Wednesday, September 29, 2010

Does this pie make me look fat?

Have you ever opened the freezer and reached for that pint of Ben and Jerry's after dinner and your boyfriend gives you a withering look as if to say: are you seriously going to eat that? But you make love to the ice cream anyway…on the couch, pants half undone, while absorbing old Sex and the City reruns and absent mindedly texting a girlfriend. Who says men are better at multi-tasking?

The next morning you're squeezing into your pencil skirt before work and he has to help you get the zipper up. His ingrained masculine sense of bad timing causes him to say: maybe you should think twice about the Chunky Monkey next time Babe. Your immediate inclination is to turn and wrap your stockings tightly around his neck. Then you probably spend your coffee break fuming to a colleague about what an insensitive brute your boyfriend is: I mean can you believe he said that?

Recently the male partner of my Mother's friend was discussing relationship issues over tea.

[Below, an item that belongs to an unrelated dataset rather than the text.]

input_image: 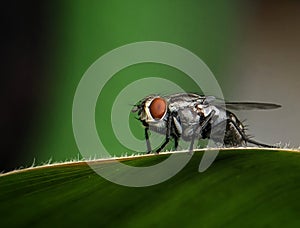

The subject of what he dubs, Male Fix It Syndrome, came up. According to him, when a couple first enters a relationship, the man usually spends time complimenting the woman on her beauty, sexy curves or her hot legs and, unless the woman is an ultra-confident sex bomb, she may have a hard time accepting it. Her response might be something like: Are you kidding? My legs look like two frankfurters wrapped in scrambled eggs…or, er, something along those lines.

The male brain backlogs these comments and thinks: how can I fix this? If the woman had complained of a broken cupboard door the man might take note and arrive with a screw driver next time he dropped by, but how can he fix a woman's poor body image?

If we look below the surface and consider the differences between the male and female psyche and how each sex solves problems it would appear, grudgingly, that men are not as insensitive on this subject as we may think. Their approach to a problem is simply logical: I tell her she's beautiful and she says she's fat. How can I help her feel better about herself? She's reaching for the ice cream. She's going to hate herself tomorrow. If I give her a stern look maybe she'll think twice...aaaand she's inhaling the ice cream anyway. Great. Now I'll have to deal with the "I'm fat" parade in the morning. Maybe if I call her on it she'll exercise some self-control next time.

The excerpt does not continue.